Ich erspare der Leserschaft die mühselige Wanderschaft durch all seine Weltverbesserungsprojekte. Das würde uns alle nur in tiefe Depression stürzen. Im Rahmen seines jüngsten Engagements zieht der Schwager gerade gegen einen bekannten bayerischen Automobilhersteller zu Felde. Denn er hatte – randvoll bis zur Halskrause mit Enthusiasmus – ein Elektromobil käuflich erworben, um fortan dem Pferdefüßigen in Gestalt der Mineralölkonzerne die Stirn zu bieten.
Dies führte im ersten Anlauf dazu, dass ihm sein Wohnungsvermieter kündigte, weil der Schwager sein Elektromobil über ein Ladekabel aus einer für alle Mieter zugänglichen Gemeinschaftssteckdose aus dem Keller heraus mit Energie versorgte.
Während seine Gerichtsklage gegen die Kündigung lief, machte er sich eines Tages auf den elektromobilen Weg aus dem bodenseeischen Allgäu nach München, den sein umweltfreundliches Gefährt leider nicht ohne Nachladen bewältigen konnte. Also verbrachte der Schwager sechs trübe Wartestunden an einer Ladestation einer gottverlassenen Tankstelle auf halbem Wege und ärgerte sich dabei schwarz.
Mittlerweile strengt er also eine Klage gegen den Autokonzern an, um die Rücknahme des Vehikels zu erzwingen. Seine Begründung: Der Konzern hätte wissen müssen, dass der Betrieb eines solchen Elektromobils unter Alltagsbedingungen nicht funktionieren kann. Das sei Betrug.

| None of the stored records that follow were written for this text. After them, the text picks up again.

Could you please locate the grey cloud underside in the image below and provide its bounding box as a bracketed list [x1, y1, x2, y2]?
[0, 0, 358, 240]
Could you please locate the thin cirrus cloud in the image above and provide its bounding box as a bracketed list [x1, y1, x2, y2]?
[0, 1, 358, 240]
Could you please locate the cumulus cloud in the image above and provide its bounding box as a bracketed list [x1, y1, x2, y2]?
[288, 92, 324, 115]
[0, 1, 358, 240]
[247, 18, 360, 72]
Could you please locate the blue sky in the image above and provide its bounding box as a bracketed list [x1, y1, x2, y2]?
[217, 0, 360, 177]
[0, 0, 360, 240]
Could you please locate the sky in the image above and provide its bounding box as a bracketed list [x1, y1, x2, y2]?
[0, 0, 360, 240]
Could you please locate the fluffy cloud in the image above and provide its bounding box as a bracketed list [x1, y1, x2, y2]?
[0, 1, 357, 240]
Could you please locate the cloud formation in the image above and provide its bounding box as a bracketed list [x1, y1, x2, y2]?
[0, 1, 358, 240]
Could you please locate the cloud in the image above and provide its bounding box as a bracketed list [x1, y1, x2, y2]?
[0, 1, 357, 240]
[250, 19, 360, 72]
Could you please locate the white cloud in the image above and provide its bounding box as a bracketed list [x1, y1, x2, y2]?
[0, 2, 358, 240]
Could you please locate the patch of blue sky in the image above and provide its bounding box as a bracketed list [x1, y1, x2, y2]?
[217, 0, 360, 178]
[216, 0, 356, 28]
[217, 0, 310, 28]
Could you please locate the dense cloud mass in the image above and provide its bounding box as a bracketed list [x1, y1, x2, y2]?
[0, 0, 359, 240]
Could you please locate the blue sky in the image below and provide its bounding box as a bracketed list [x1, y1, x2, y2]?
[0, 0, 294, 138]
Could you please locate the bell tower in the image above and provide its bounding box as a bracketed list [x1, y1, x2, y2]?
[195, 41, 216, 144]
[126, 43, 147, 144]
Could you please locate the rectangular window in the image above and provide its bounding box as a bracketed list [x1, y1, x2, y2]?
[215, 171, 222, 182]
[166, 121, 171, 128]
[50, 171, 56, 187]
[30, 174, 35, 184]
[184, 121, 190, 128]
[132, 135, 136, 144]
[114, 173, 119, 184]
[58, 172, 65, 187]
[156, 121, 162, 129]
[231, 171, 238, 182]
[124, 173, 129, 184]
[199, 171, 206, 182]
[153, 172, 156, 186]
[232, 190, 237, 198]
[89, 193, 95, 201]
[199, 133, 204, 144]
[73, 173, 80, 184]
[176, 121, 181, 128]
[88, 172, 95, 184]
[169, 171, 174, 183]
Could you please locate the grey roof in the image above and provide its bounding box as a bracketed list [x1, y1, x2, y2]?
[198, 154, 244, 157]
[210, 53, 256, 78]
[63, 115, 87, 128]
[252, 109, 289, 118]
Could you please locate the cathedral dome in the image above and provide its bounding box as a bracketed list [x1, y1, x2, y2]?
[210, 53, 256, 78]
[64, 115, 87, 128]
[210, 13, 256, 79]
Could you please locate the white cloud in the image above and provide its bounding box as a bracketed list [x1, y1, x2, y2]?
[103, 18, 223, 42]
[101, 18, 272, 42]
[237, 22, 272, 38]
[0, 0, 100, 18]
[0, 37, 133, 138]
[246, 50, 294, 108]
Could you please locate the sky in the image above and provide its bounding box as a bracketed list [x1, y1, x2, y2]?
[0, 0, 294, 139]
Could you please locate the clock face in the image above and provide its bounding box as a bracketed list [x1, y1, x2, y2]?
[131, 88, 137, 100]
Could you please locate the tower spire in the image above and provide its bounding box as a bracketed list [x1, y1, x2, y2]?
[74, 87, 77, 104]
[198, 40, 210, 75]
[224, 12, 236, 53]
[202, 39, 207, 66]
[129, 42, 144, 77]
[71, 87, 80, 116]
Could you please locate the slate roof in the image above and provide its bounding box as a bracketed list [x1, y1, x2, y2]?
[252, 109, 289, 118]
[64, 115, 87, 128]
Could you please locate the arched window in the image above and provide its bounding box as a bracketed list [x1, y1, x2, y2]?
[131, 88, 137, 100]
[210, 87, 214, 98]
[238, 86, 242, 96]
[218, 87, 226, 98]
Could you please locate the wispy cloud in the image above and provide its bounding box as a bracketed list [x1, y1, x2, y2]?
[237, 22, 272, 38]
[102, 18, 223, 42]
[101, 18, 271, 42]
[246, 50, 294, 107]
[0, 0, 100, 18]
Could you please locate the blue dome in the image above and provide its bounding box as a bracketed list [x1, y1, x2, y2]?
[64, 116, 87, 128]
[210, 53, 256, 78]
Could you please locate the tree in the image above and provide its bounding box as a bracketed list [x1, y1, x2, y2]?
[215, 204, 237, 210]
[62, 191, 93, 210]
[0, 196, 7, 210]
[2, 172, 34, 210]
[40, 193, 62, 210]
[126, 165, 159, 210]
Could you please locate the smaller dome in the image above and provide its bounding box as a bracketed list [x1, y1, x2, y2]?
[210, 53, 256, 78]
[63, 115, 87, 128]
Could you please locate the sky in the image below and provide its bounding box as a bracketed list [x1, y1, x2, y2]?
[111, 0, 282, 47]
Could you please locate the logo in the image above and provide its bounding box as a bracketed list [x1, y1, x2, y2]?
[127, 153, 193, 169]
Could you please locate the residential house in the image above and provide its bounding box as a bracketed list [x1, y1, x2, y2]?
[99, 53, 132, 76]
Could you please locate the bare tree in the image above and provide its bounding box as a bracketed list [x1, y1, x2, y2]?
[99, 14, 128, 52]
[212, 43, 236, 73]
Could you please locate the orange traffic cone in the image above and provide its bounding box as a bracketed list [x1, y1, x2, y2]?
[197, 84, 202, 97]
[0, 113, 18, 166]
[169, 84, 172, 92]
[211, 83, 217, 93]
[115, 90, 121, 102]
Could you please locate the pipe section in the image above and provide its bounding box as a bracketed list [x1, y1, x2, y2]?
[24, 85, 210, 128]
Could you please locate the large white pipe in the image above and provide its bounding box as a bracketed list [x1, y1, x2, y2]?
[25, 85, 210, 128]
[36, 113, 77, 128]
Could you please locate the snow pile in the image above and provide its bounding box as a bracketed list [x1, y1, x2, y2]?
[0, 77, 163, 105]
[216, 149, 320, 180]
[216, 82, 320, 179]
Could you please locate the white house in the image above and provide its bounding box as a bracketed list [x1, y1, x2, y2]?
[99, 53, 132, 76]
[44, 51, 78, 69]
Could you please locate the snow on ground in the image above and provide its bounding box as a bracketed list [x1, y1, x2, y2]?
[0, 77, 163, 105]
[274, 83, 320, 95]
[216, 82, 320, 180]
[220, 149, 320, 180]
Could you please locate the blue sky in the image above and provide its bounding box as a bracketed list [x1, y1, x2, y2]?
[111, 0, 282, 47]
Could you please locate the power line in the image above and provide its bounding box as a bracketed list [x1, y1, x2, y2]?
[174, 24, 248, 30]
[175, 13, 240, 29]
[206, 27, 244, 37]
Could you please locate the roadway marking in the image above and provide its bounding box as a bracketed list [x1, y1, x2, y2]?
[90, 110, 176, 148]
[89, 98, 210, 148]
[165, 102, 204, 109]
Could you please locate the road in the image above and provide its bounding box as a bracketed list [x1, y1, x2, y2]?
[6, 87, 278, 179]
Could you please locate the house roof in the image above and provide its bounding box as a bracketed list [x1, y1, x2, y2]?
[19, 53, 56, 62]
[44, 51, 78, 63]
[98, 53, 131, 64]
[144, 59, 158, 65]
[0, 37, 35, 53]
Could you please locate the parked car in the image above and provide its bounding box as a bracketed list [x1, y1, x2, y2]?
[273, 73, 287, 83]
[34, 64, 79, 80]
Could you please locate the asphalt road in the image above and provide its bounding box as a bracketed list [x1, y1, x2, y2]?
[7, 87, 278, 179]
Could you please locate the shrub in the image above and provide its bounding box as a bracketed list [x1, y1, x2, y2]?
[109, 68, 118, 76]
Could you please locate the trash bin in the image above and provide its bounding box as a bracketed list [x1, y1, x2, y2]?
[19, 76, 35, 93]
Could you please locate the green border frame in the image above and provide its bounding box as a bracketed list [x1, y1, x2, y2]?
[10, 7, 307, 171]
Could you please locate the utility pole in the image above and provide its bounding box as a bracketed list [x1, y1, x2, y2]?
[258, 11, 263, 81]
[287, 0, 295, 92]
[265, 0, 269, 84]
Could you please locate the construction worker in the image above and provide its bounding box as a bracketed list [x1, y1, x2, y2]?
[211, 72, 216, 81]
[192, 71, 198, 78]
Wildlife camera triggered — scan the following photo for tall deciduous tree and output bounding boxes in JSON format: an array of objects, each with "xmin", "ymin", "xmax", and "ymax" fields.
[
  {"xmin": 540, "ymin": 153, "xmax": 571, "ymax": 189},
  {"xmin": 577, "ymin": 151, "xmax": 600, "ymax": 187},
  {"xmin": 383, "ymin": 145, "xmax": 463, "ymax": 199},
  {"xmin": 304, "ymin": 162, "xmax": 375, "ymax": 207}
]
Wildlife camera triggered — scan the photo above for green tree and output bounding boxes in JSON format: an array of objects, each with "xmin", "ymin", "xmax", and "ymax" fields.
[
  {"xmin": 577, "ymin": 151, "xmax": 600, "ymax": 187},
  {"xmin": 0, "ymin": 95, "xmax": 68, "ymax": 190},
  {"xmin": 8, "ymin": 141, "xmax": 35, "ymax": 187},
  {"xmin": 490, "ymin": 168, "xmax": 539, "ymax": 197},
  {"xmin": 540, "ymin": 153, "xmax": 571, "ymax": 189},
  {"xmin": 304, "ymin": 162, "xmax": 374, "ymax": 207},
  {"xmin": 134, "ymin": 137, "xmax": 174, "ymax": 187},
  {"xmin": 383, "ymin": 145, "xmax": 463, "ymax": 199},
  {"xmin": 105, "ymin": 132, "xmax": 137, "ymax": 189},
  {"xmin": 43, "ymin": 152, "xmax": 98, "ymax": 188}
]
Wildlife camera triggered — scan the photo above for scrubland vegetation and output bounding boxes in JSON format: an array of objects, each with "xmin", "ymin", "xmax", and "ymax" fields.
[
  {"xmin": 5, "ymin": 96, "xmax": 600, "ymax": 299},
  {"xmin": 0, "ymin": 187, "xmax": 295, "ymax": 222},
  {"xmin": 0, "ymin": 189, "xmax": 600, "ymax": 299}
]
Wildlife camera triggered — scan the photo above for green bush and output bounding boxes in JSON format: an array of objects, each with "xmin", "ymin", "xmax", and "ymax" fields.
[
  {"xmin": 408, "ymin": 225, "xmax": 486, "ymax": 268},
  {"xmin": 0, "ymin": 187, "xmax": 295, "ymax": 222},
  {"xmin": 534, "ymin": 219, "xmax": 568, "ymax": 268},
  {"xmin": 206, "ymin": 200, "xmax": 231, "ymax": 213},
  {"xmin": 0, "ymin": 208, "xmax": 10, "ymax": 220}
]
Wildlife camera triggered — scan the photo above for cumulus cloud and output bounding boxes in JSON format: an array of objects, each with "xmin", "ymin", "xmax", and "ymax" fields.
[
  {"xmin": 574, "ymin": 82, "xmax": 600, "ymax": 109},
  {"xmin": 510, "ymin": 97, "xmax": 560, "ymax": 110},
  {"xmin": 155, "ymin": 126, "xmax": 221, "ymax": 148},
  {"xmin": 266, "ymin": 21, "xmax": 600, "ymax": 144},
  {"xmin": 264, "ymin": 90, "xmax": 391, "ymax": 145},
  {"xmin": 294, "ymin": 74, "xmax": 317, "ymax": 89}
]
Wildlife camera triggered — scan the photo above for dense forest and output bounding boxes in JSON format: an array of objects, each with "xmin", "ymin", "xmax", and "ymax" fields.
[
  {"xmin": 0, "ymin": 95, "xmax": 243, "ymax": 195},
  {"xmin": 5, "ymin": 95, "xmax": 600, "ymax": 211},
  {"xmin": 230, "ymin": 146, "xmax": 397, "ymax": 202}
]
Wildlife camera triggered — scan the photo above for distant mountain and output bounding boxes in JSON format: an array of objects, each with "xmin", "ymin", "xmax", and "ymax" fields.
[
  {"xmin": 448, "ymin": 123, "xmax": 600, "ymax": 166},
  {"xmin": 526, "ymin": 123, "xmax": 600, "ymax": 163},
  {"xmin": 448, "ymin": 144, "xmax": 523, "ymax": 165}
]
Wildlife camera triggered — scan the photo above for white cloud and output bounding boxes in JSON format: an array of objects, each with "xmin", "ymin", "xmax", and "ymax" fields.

Nun denn. Ich befürchte, der Schwager wird ein weiteres Mal seine Prozesse und sauer Erspartes verlieren. Aber trotzdem: Auch wenn ich persönlich die Aktionen der Don Quijotes dieser Welt mit einem Kopfschütteln quittiere, wohin kämen wir ohne Idealisten?

16 Kommentare

    1. In der Tat, über Langeweile können sich weder der Schwager noch seine Familie beklagen; auch wenn seine Eltern und Geschwister immer öfter die Hände über den Köpfen zusammenschlagen :-}

  1. Sie haben also am 1. Mai, dem Tag der Arbeit, den Idealismus ausgegraben. Dazu fällt mir gar nichts ein, dachte ich im ersten Moment. Doch dann erinnerte ich mich an „Heimat, fremde Heimat“, einer ORF-Sendung vom Sonntag. Da kam unter anderem Heini Staudinger zu Wort, der mit viel Idealismus den Traum von der Schuhfabrik in einer der entlegendsten Gegenden Österreichs verwirklichte. Gute Schuhe die auf guten Arbeitsplätzen hergestellt werden. Sein Idealismus hat seit dem Jahr 2008 von 50 auf heute 200 Mitarbeitende aufgestockt.

    Er ist nur ein Beispiel für jene Idealisten, die ich im Lauf der Jahrzehnte kennengelernt habe. Das überrascht mich selbst, wie viele das sind, wenn ich zähle.

    Für eine Gesellschaft ohne Knäste. Ein weit gestecktes Ziel. Aber war es das nicht auch, als Margarethe Steiff ihre Teddybären nähte, Peter Madersberger von Idee einer Nähmaschine getragen war, die die Bewegung der Hände nachhahmte oder wenn Lehrer mit den Kindern wieder anfangen, Schulgärten anzulegen?

    „Für eine Gesellschaft ohne …“ läßt sich gut auch in anderen Kontexten denken. Für eine Gesellschaft ohne Bildungsverrat. Für eine Gesellschaft ohne Ausbeutung. Für eine Gesellschaft ohne religiöser Bevormundung. Für eine Gesellschaft ohne geschlechtlicher Diskriminierung …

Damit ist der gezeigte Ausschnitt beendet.